La plasticienne ajoute également que la crise sanitaire a manifestement aggravé les choses et a affecté le secteur qui connaît déjà suffisamment de problèmes, et, qu’à titre d’exemple, la femme rurale aujourd’hui, qui n’est pas initiée aux nouvelles technologies, ne peut faire de la publicité en ligne pour vendre ses produits sur internet. «Il faut, dans ce sens, créer des cellules dans les maisons des jeunes dans chaque région par exemple pour résoudre cette problématique et aider ces femmes à promouvoir leurs créations. En ce qui concerne la vente en ligne, il n’y a même pas de carte monétaire valable pour permettre les transactions et l’exportation de nos produits sur les marchés étrangers. Notons que l’artisanat, c’est du hand made, écologique. Il est primordial, donc, d’encourager l’export, et la vente sur le plan local. Il faut adopter des mesures pour permettre au secteur d’évoluer», précise Jihène Jouini.
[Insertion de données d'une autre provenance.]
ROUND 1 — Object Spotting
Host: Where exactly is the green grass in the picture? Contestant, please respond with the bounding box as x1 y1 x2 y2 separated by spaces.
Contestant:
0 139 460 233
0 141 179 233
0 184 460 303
Quant à Afef Chammakhi, une femme artisane spécialisée dans la haute couture et qui participe actuellement au village artisanal dans la banlieue sud (Ezzahra), elle estime que la «vente en ligne» via le net et les réseaux sociaux intéresse de plus en plus ses clients depuis le début de la pandémie de la Covid 19. «Depuis la crise sanitaire, les gens essayent d’éviter les sorties inutiles, donc ils se sont orientés vers les réseaux sociaux pour consulter nos produits et faire leurs achats en ligne. Pour moi, spécialiste dans la création d’habits traditionnels, de pochettes… la vente en ligne représente une alternative non seulement pour faire connaître au mieux nos produits et avoir une large visibilité, mais aussi pour vendre et promouvoir nos articles mis en vente via le net. Personnellement, je n’étais pas trop active sur les réseaux sociaux, mais situation oblige, j’ai dû créer ma page depuis l’année dernière. J’expose également au village artisanal d’Ezzahra, qui rassemble à peu près une dizaine de participants créateurs dans divers domaines de création, dont la céramique de maison, la décoration, le bois technique, les produits du terroir… Le village ouvre ses portes de 10h00 jusqu’à 18h00 et son ouverture officielle s’est faite au mois de mars dernier (10 mars). Mais avec le confinement et la crise sanitaire, le nombre des visiteurs a enregistré une baisse remarquable, d’autant plus que le pouvoir d’achat, également en baisse, a contribué en quelque sorte à la chute libre du secteur. Il n’y a pas de solution efficace pour le moment, il faut peut-être attendre que la crise passe pour pouvoir se remettre», conclut l’artisane, qui participe depuis longtemps aux grands événements et manifestations nationaux, dont notamment El Khomsa d’or et qui a eu plusieurs prix pour ses créations originales.